▲ 39 r/remotework
Update: I stopped treating Slack like a fire alarm and the sky didn't fall (plus what actually helped)
A few weeks ago I posted about my team calling itself async while my days were getting shredded by constant Slack pings and the unspoken expectation to reply instantly. Quick update: I tried a few changes and it has honestly been fine.
What I did:
- I asked my manager for a clear response-time expectation by channel. I framed it as a way to reduce context switching instead of a complaint. We agreed that only a specific channel is for urgent messages and everything else can get a same-day reply.

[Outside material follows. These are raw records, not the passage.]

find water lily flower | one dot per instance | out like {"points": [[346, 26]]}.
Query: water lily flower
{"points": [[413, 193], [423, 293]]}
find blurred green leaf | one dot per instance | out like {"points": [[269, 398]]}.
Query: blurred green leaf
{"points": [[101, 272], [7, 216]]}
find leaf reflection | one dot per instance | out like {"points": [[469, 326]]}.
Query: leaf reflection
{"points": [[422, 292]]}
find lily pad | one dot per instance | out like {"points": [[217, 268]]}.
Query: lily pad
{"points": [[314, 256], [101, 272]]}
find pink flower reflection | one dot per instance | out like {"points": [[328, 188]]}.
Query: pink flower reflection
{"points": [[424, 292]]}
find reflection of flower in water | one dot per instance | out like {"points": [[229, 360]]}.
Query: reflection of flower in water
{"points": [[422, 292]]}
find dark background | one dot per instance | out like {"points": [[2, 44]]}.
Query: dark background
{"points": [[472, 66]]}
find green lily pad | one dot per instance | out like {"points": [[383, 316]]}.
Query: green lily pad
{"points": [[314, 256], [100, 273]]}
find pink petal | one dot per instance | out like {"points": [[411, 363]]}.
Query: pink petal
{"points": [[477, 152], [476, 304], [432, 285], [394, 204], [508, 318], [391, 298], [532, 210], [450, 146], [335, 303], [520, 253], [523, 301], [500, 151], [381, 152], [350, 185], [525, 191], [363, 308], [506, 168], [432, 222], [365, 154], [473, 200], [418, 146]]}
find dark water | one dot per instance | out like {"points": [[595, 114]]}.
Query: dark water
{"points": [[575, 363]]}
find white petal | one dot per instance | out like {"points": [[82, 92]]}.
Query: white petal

- I turned off desktop notifications for everything except that urgent channel and direct mentions. I also set two check-in windows, mid-morning and late afternoon, where I batch replies, and I started keeping my phone on do-not-disturb unless I’m deliberately taking a short break to, like, check Mistplay or stretch.
- I started leaving a short status when I'm in focus time that says what I'm working on and when I'll check messages next.
What happened:
- No one got mad. A couple coworkers copied the setup.
- The truly urgent stuff was rarer than it felt. It just seemed constant when every message screamed for attention.
- My work quality improved and I feel less fried after hours. That has actually made it easier to show up for friends and plans without running on empty.
One unexpected downside: I had to get comfortable with people being mildly annoyed for 5 to 30 minutes. That was the hardest part for me.
Curious what others use to enforce async norms without sounding like the remote work police. Any scripts or phrasing that have worked for you?